National Heritage Week officially starts tomorrow.
Groups and organizations from around the Okanagan gathered at Kelowna Community Theatre today (Feb. 19) to kick off the week.
Central Okanagan Heritage Society president Donald Knox describes heritage as “largely looked at as things that were left by previous generations.”
Knox says Kelowna hasn’t always been a place with strong heritage.
“Penticton had more because they were so shaped with the mining industry to east and Princeton, so it became a hub largely based on the railroad. Vernon was, again, the railroad came there early on and that’s where the steamships would come. It started largely because of the gold rush… Kelowna was just a little place in the middle with not much going on.”
From 10 a.m. to 3 p.m. groups such as the Metis Society, the Lake Country Museum, Okanagan Regional Library, and the Kelowna Tree Protectors set up booths to educate adults and children alike that stopped in at the free event.
“You don’t really understand how you got here unless you know where you came from.”
Knox says that’s the quote that comes to mind when asked about why people should learn about local heritage.

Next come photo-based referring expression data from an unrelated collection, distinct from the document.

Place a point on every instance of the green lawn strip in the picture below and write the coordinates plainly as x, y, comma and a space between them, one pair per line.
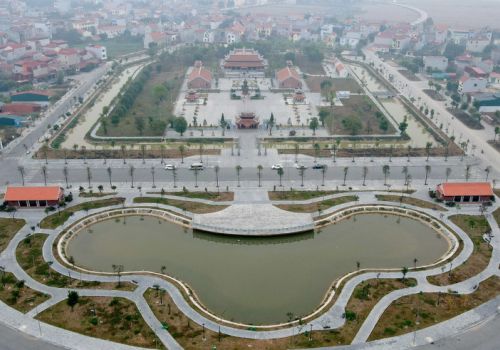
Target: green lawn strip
475, 227
410, 200
212, 196
319, 206
298, 195
419, 311
57, 219
30, 258
193, 207
8, 229
15, 294
114, 319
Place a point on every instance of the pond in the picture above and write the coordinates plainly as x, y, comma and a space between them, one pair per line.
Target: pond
257, 280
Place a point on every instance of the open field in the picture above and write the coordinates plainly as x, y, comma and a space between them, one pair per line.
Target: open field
115, 319
8, 229
410, 200
358, 115
193, 207
475, 227
414, 312
15, 294
57, 219
349, 84
190, 335
30, 258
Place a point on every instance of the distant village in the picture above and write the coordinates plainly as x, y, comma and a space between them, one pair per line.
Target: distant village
41, 46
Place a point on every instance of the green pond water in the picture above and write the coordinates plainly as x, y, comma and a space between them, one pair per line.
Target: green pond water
257, 280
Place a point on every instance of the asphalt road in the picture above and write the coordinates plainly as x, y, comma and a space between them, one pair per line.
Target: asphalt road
11, 339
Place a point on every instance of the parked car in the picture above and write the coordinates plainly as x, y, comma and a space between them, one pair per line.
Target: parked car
196, 166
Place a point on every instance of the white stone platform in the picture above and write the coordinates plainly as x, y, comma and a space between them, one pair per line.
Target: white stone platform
253, 220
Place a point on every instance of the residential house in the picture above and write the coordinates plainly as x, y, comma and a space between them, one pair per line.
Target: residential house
435, 63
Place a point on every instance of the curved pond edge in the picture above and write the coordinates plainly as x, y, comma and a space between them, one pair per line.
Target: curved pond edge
71, 231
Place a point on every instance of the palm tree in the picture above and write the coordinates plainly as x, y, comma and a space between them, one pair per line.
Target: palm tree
217, 169
259, 172
346, 170
404, 271
123, 148
131, 170
387, 171
182, 149
280, 173
428, 147
174, 177
487, 170
238, 170
21, 172
66, 173
467, 172
323, 173
153, 175
427, 172
302, 172
44, 173
195, 170
89, 176
110, 171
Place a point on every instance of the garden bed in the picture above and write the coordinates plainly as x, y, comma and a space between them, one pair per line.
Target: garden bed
475, 227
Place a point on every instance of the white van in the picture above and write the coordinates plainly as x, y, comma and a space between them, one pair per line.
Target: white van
197, 166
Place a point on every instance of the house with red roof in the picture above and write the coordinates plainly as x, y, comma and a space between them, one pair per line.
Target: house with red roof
200, 77
33, 197
465, 192
288, 78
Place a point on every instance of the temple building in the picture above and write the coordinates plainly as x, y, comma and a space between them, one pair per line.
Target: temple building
244, 61
247, 120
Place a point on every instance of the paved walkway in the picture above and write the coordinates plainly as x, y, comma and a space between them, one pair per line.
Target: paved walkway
332, 317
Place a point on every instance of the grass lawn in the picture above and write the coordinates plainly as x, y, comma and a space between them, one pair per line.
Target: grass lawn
15, 294
319, 206
349, 84
190, 335
409, 200
212, 196
8, 229
30, 258
475, 227
363, 110
147, 108
496, 215
57, 219
401, 316
114, 319
193, 207
297, 195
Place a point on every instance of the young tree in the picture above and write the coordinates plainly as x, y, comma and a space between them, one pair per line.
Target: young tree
180, 125
313, 125
270, 124
238, 170
223, 124
387, 171
259, 173
72, 299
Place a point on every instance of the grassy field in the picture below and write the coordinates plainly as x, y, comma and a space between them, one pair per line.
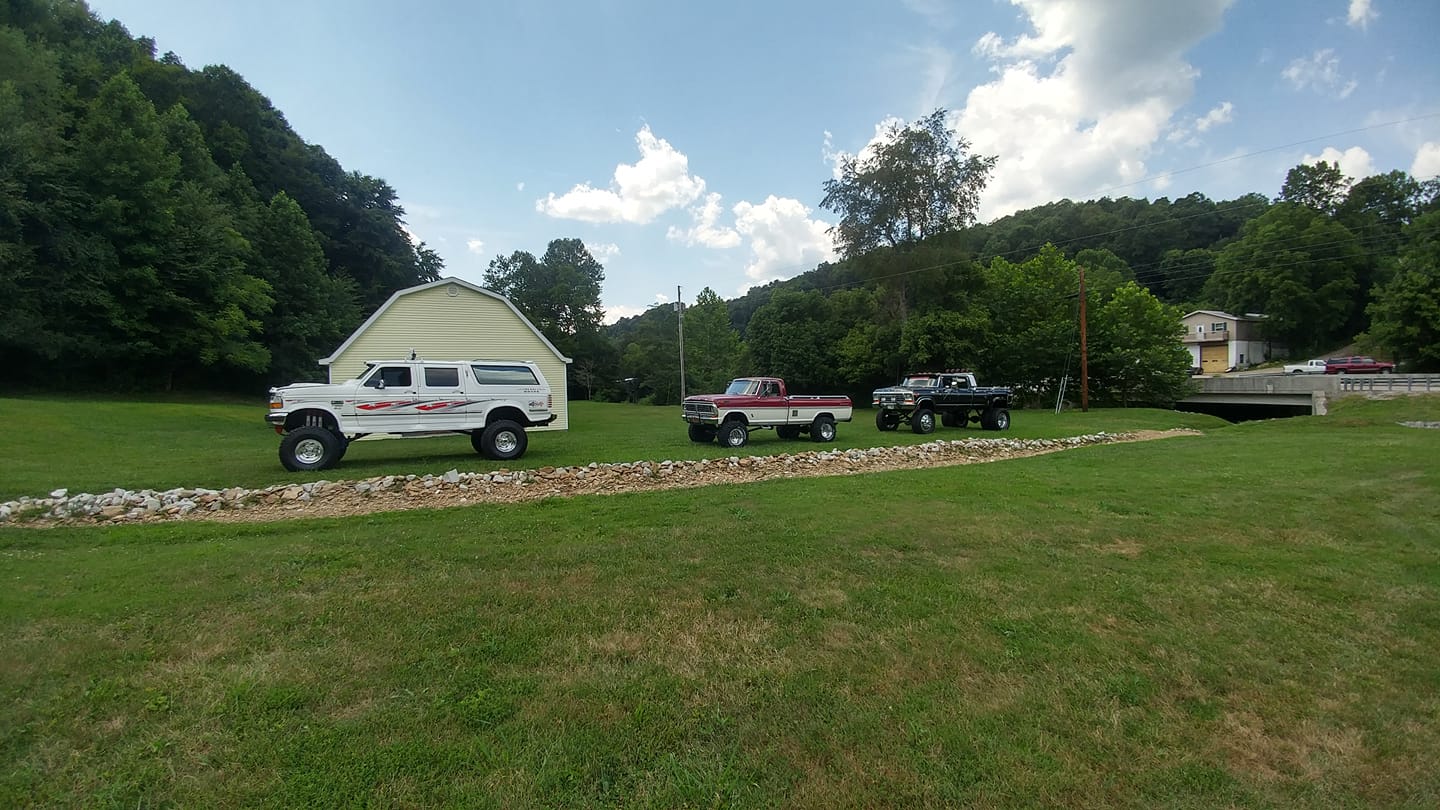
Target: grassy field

“The area that we are in here, the Kelowna Community Theatre, the Yacht Club, and City Hall, that was all part of the Simpson Covenant. When S.M. Simpson sold a portion to the city for a really good deal he said he wanted to make sure it was being maintained for the cultural aspects in Kelowna. That’s why you have the museum, the art gallery, the library all in this area, because he was the one who had the foresight to say you need to have a spot for these buildings.”
Heritage Week is packed in the Central Okanagan.
Tomorrow (Feb. 20), there will be a dress-up event for families at the Lake Country Museum, on Feb. 22 the Central Okanagan Naturalist Club will lead a bird-spotting walking tour, and on Feb. 23 will be the 39th Annual Heritage Awards at the Benvoulin Heritage Church.
A full list of events can be found at okheritagesociety.com.